When navigating through JavaScript code, I find remembering a couple of shortcut keys speeds this process up for me.

Ctrl P allows you to navigate through different files. After typing Ctrl P, a list of files will appear. Start typing the name of the file you want to open and the list will reduce. Use the down arrow key to move to the required file in the list and hit the return key to open the file.

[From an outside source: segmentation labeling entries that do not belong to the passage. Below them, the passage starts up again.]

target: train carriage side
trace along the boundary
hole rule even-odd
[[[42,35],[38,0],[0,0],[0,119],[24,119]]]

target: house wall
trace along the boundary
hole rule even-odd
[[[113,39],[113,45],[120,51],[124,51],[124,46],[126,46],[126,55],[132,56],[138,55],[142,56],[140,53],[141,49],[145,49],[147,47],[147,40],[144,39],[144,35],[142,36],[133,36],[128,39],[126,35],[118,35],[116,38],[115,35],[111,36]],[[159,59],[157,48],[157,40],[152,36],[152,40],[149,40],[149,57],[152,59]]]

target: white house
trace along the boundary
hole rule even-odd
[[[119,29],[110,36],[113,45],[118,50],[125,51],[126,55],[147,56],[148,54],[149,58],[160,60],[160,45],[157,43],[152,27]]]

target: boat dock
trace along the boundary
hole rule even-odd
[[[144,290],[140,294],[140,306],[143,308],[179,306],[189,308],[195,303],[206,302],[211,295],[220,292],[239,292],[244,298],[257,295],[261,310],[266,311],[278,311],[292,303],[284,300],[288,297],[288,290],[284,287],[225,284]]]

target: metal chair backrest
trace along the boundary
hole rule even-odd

Shift Ctrl P will allow you to navigate through functions within a file. Again after typing Shift Ctrl P, a list of functions will appear. Start typing the name of the function you want to go to and the list will reduce. Use the down arrow key to move to the required function in the list and hit the return key to go to the function.

JS navigation

Stepping through JavaScript

When debugging your JavaScript, F11 will step through the lines of code. I find it really useful to be able to step over certain functions like calls to 3rd party libraries - F10 allows you to do that.

Conditional Breakpoints

You add a breakpoint in your JavaScript by clicking on the left margin on the line number. When debugging code that gets called many times (e.g. code in a loop), I find that I can get to the point I want to debug quicker by turning the breakpoint into a conditional breakpoint. To do this, right click on the breakpoint and select Edit breakpoint …. You then need to specify a JavaScript expression that evaluates to true when you want your breakpoint to activate.

JS breakpoints

Make it bigger

I find it hard to read the JavaScript, HTML, … in DevTools - it’s too small (I must be getting old!). Ctrl + will make all the text in DevTools bigger.

Edit your source

Whilst debugging HTML, JavaScript and CSS in DevTools, being able to make changes and continue debugging without having to go back to my code editor, speeds up my workflow. Before you can do this, you will need to associate your web app’s folder with a workspace in DevTools. To do this, right click in the left panel of the sources panel and select Add folder to workspace.

add workspace

Before you can make and save changes to files in DevTools, you need to carry out one more step … In the sources panel, right click on the file you want to change and select Map to file system resource… and then select the folder in the list that appears. Luckily, DevTools remembers the workspace and file mappings when you next open your web app in DevTools.

Map to file 1

Map to file 2

You can then make the changes to your code directly in the source panel and hit Ctrl S to save the changes in the actual source file.

Use the console to inspect and test

Using the console to inspect the state of variables has helped me a lot in my debugging process. Just type a variable and you get details of the whole object graph for that variable. You can even change the state of the variables in here as well during your debugging process.